A General Branch-and-Cut Framework for Rotating Workforce Scheduling

Abstract

In this paper, we propose a general algorithmic framework for rotating workforce scheduling. We develop a graph representation that allows to model a schedule as a Eulerian cycle of stints, which we then use to derive a problem formulation that is compact toward the number of employees. We develop a general branch-and-cut framework that solves rotating workforce scheduling in its basic variant, as well as several additional problem variants that are relevant in practice. These variants comprise, among others, objectives for the maximization of free weekends and the minimization of employees. Our computational studies show that the developed framework constitutes a new state of the art for rotating workforce scheduling. For the first time, we solve all 6,000 instances of the status quo benchmark for rotating workforce scheduling to optimality with an average computational time of 0.07 seconds and a maximum computational time of 2.53 seconds. These results reduce average computational times by more than 99% compared with existing methods. Our algorithmic framework shows consistent computational performance, which is robust across all studied problem variants.

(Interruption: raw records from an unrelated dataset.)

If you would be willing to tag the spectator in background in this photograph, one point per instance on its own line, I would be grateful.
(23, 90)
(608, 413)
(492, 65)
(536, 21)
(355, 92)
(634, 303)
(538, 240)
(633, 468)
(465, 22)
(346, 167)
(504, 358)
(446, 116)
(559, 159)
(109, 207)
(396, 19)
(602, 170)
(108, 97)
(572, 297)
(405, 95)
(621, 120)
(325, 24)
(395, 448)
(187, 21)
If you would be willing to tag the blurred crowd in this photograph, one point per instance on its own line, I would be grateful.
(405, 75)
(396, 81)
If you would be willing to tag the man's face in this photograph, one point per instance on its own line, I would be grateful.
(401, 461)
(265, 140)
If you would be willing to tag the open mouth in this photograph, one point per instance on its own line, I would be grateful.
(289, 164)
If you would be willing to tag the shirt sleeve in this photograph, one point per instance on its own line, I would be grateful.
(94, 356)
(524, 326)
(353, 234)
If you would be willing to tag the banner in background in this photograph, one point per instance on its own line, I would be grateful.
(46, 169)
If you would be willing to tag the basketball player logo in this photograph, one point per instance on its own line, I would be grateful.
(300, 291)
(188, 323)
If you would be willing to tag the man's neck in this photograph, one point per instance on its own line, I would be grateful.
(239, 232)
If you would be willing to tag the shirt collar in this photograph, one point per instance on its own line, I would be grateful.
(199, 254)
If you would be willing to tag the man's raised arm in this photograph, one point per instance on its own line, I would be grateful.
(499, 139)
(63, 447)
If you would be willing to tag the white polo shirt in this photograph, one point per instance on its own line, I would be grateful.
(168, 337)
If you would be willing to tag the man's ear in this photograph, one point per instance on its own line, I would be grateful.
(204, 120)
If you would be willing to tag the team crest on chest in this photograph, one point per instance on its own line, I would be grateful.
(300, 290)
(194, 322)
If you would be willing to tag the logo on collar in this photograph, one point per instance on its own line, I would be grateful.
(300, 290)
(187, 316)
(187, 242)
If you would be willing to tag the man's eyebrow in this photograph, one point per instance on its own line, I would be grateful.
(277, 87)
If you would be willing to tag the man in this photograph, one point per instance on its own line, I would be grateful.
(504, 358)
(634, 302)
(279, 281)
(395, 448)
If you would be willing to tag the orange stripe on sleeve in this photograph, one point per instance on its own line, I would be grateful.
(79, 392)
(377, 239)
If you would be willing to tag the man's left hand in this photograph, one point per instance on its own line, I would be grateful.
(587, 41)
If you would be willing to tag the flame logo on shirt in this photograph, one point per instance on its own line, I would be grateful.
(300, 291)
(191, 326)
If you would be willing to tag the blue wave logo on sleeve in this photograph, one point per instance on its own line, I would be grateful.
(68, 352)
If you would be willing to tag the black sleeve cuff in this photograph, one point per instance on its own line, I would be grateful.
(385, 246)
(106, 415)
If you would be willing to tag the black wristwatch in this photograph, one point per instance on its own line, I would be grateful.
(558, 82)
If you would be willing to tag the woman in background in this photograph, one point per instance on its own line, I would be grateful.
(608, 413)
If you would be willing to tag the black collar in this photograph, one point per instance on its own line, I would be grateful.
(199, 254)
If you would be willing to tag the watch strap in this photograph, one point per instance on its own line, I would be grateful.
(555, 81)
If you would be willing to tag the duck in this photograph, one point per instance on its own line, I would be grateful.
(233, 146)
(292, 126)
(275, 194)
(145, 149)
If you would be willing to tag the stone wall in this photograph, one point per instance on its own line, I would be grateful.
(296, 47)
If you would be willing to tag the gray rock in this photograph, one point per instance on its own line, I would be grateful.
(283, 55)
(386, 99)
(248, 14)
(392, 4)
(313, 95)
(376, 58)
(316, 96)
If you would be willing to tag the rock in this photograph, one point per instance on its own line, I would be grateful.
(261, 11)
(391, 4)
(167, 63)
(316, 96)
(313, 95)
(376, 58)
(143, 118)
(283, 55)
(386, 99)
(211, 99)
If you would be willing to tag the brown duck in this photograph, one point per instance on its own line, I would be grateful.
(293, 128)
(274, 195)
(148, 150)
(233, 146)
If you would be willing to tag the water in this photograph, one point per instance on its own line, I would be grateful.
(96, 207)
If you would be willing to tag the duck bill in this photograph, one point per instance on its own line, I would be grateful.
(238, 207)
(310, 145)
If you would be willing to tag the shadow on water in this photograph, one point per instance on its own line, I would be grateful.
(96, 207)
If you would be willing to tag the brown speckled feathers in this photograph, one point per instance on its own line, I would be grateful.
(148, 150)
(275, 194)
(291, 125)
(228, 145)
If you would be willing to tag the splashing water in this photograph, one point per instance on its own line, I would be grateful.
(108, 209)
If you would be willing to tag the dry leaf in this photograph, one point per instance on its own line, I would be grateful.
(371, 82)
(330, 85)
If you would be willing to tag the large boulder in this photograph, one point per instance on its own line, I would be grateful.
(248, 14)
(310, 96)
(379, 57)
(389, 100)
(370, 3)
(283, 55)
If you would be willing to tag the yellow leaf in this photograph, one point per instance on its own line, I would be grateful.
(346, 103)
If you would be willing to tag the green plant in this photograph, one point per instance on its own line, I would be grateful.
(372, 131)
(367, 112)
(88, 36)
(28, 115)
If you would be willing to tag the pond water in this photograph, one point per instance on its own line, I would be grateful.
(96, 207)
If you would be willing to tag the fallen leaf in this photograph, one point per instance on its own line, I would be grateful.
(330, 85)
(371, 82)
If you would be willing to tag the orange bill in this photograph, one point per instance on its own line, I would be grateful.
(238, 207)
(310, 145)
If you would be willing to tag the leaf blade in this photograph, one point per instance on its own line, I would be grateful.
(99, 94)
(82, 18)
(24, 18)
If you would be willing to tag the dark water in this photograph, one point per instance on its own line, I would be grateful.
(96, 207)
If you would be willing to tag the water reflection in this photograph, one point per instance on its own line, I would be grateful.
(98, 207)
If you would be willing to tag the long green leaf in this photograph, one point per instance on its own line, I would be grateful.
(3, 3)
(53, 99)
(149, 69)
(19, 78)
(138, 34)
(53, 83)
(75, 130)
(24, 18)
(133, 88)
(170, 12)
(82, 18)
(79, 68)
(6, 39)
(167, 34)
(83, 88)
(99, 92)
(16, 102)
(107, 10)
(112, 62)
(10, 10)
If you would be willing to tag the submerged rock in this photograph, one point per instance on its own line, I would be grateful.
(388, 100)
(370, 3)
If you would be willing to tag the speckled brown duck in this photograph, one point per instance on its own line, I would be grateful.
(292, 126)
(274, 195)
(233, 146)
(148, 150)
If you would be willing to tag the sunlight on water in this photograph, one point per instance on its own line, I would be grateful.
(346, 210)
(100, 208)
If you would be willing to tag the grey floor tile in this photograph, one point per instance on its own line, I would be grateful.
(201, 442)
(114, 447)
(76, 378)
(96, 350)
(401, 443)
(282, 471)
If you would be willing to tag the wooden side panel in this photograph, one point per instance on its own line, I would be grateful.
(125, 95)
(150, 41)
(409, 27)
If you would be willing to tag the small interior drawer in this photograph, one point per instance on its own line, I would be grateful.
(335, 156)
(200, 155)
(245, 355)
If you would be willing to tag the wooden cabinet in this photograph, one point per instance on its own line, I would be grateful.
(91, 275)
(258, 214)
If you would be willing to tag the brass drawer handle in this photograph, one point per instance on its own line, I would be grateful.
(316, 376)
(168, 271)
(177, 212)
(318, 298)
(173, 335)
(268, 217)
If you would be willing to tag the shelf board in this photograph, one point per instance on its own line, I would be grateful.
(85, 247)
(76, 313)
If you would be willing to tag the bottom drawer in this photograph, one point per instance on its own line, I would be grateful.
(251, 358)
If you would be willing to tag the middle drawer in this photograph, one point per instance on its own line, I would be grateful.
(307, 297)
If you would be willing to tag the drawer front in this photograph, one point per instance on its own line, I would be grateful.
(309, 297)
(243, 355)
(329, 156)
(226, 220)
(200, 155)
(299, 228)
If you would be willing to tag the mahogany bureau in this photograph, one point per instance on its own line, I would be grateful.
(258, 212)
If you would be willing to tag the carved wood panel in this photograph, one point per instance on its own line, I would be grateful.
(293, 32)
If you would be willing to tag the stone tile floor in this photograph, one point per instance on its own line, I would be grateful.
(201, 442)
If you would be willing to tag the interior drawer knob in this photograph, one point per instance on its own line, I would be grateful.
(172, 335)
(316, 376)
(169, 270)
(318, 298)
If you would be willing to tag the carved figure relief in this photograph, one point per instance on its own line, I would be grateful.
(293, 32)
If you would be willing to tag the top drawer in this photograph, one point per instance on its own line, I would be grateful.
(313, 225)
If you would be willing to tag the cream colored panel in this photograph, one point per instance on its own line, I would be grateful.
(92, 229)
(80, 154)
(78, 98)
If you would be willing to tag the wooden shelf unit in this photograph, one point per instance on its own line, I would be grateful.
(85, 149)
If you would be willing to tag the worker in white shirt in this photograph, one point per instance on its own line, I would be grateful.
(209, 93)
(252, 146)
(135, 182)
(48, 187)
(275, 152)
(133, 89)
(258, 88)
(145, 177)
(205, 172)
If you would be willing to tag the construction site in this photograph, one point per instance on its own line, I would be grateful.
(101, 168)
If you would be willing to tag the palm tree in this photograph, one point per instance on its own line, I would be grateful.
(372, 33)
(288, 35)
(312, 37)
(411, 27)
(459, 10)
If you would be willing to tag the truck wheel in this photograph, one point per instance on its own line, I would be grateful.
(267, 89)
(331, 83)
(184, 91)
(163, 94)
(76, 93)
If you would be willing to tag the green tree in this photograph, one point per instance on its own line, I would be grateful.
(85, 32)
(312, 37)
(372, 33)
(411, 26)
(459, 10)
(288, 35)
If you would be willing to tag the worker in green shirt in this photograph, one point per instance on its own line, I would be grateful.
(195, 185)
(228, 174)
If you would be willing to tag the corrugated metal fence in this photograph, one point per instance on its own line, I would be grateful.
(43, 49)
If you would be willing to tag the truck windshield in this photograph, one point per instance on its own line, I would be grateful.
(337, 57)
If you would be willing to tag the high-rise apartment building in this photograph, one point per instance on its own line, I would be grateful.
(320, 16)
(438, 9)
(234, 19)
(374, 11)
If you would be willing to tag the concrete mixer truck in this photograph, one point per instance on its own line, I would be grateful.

Summary of Contribution: This paper proposes a novel exact algorithmic framework for the well-known rotating workforce scheduling problem (RWSP). Although the RWSP has been extensively studied in different problem variants and for different exact and heuristic solution approaches, the presented algorithmic framework constitutes a new state-of-the-art for the RWSP that solves all known benchmark sets to optimality and improves on the current state-of-the-art by orders of magnitude with respect to computational times, especially for large-scale instances. The paper is both of methodological value for researchers and of high interest for practitioners. For researchers, the presented framework is amenable for various problem variants and provides a common ground for further studies and research. For practitioners and software developers, low computational times of a few seconds allows the framework to be to embedded into personnel scheduling software.